Алоизий снял пиджак, аккуратно сложил его, повесил на спинку лавочки, и принялся закатывать рукава рубашки, время от времени приглаживая всклокоченные остатки шевелюры, но не останавливаясь при этом ни на минуту:
– Его узнать не сложно, и перестань прикидываться дураком. Другое дело, что не так просто понять, когда он действует через людей и их же собственными руками. Многие правители уже давно находятся под его влиянием – продали свои души. И никто их об этом не упрашивал – сами хотели, и можно сказать – искали его. Это всегда выбор самого человека. Без его разрешения Хозяин и пальцем не шевельнёт. Не может. Он только помогает. Если ты не хочешь у соседа воровать, он тебя не заставит. Так устроено. Правда так будет только до тех пор, пока не появится лжец, более великий, чем он. А ты хочешь всё испортить? Люди-то почитают твою писанину, и начнут задумываться – а всё ли правильно вокруг? А может, что-то стоит изменить?
Филипп помотал головой:
– Ну, уважаемый, и наворотили же вы кучу! Что-то мне даже нехорошо стало. А дело-то в чём? Вам так охота рассказ мой в издательство пристроить? Да ещё и права заполучить? Зачем голову мне морочаете? Да вы, батенька, похоже сами писатель со стажем! А? Нет разве? Ну столько всего наплели! Впору эссе на злободневные темы составить. Вы уж займитесь в свободное время, глядишь, и читатель свой найдётся!
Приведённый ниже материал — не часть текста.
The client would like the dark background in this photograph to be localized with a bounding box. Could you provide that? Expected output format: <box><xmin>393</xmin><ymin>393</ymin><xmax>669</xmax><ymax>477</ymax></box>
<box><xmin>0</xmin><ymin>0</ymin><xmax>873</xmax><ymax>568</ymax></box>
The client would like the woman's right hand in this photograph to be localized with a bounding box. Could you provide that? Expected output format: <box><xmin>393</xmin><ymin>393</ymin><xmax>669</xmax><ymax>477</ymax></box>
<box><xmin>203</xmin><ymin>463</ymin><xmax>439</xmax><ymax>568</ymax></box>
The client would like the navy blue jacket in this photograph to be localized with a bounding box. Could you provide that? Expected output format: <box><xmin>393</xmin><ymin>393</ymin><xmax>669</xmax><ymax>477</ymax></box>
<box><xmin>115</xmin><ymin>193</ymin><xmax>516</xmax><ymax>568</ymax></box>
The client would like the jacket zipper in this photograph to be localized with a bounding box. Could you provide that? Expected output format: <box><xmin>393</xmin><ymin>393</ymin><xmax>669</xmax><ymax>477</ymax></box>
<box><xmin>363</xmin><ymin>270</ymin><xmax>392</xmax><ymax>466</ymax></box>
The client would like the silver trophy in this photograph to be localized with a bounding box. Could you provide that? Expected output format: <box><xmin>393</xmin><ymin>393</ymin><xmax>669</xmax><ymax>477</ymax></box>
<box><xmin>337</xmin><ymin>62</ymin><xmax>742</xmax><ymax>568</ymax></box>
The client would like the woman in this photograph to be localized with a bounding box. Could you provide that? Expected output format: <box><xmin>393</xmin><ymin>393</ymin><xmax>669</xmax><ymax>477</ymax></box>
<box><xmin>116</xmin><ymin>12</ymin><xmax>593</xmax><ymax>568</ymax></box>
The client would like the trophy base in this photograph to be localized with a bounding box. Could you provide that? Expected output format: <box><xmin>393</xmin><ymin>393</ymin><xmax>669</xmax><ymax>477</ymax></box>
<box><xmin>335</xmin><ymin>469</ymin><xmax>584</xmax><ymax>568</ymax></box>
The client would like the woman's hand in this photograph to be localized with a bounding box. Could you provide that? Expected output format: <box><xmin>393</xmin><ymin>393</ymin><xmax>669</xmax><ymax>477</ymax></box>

Собеседник укоризненно посмотрел на него:
– Последний раз предлагаю, Филипп – давай договоримся! Так будет лучше для всех, и спокойнее. Хапнешь горя по полной! Мало тебе змея было?
Тут Алоизий сгорбился, и вполголоса забормотал что-то совсем непонятное:
– Странный ты был ребёнок, с самого раннего детства. Больше всего любил играть в одиночестве. Уйдёшь себе в садик с ранетками, и сидишь там под деревцем, что-то из веточек колобочишь. Читать любил. Читать, однако, быстрее чем говорить научился.
Рассуждая, он достал из кармана носовой платок, размером с небольшое полотенце, и принялся вытирать обильно выступивший пот, не умолкая при этом:
– А вообще, если подумать – рукопись нельзя отобрать. Писатель должен отдать её добровольно. Или заявить вслух, что он не будет издавать эту книгу. Если отнять её силой, то потеряется связь между текстом и творцом. Один из признаков образа бога в человеке – способность к творчеству. Похоже, его это в последнее время беспокоит – кается в совершённой ошибке. Есть грех и есть вина. И ничего уже исправить нельзя – сам всё сотворил. Вот в чём штука.
– О чём это вы?
Собеседник поднял на него взгляд:
– А вдруг это ОН тебе в голову нашептал? Хочет, чтобы все узнали, а? А этого допустить никак нельзя! Будешь упорствовать – только хуже сделаешь. Подумай хорошо!
Тут он поднялся, посмотрел Филиппу в глаза, и махнул рукой:
– А вообще-то, как хочешь! Даже больше скажу – хочешь писать, да и пиши себе! Можешь даже рассказ свой в роман превратить! А что, кто тебе мешает? Дураком жил, дураком и умрёшь! Всё одно по его воле всё произойдёт, вот попомни потом! Прощай, Филипп, Андреев сын!
Сказав это, Алоизий Маркович взял в одну руку аккуратно сложенный пиджак, в другую прихватил объёмистый портфель, и решительным шагом двинулся в сторону проспекта. Филипп посмотрел на его удаляющуюся спину, встал с лавочки, и похрамывая, побрёл домой.